5.3 Direct addressing mode

The is our first memory operand. A direct operand specifies an address, and the value at that address is the value of the operand. In a direct operand, the address cannot change. However, the value at that address can change over time.

A direct operand is specified by an expression that evaluates to the address. Let us take a look at the following confusing example:

mov $0,0  
    

What does it do?

The source operand is $0, which means it is an immediate operand that specifies a value of 0. The destination operand is 0, which is just an expression. The destination operand is a direct operand that specifies location 0! In other words, this instruction copies a value of zero to location zero in memory.

Since location 0 is usually not allocated to a process, the execution of this instruction is likely to result in a GPF (general protection fault) or segmentation fault (aka segfault). A segfault essentially means that a process attempt to access ammeory location that it has no permission to access.

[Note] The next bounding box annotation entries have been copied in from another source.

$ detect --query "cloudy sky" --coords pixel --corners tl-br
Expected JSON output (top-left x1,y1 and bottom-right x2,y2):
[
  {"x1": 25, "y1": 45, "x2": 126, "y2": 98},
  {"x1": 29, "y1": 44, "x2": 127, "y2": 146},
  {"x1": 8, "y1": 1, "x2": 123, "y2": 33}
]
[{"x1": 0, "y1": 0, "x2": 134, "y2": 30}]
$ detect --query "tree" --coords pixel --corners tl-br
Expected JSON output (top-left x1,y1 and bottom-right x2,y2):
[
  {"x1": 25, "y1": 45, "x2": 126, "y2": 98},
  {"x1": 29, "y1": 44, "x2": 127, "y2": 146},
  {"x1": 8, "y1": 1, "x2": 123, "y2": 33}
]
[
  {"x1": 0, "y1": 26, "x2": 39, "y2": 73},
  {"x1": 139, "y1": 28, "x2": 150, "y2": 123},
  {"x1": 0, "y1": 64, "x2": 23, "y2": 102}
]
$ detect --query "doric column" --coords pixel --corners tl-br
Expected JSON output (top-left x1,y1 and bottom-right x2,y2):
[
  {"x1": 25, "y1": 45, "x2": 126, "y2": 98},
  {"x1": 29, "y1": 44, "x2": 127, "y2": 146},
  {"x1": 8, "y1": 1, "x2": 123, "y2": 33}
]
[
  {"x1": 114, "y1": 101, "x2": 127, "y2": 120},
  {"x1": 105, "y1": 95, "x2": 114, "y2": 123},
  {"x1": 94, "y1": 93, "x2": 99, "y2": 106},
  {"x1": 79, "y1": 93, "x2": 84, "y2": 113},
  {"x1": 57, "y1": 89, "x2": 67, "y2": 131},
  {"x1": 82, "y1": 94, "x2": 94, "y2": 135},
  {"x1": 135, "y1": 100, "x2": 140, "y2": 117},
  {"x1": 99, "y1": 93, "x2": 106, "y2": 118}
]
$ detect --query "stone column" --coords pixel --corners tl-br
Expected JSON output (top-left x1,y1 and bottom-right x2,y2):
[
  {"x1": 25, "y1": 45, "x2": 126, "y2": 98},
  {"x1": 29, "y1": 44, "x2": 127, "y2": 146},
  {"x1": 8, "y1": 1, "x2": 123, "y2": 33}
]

In general, we do not use a numerical constant for direct operands. Instead, we use labels that are defined as the first location of some allocated memory. Let us take a look at listing 5.3.

.data 
label1: .int 0x5 
.text 
... # some code 
mov $23, label1 
... # some more code

Let us take a look at the mov $23, label1 instruction. The source operand is obvious, it is a constant of 23. What about the destination operand? The lack of a dollar sign means it is a direct operand. The expression consists of label1 itself. How was label1 defined? It is defined as the first byte of the 32-bit integer with an initial value of 5. Consequently, this instruction overwrite the location (that was initialized to 5) with a new value of 23.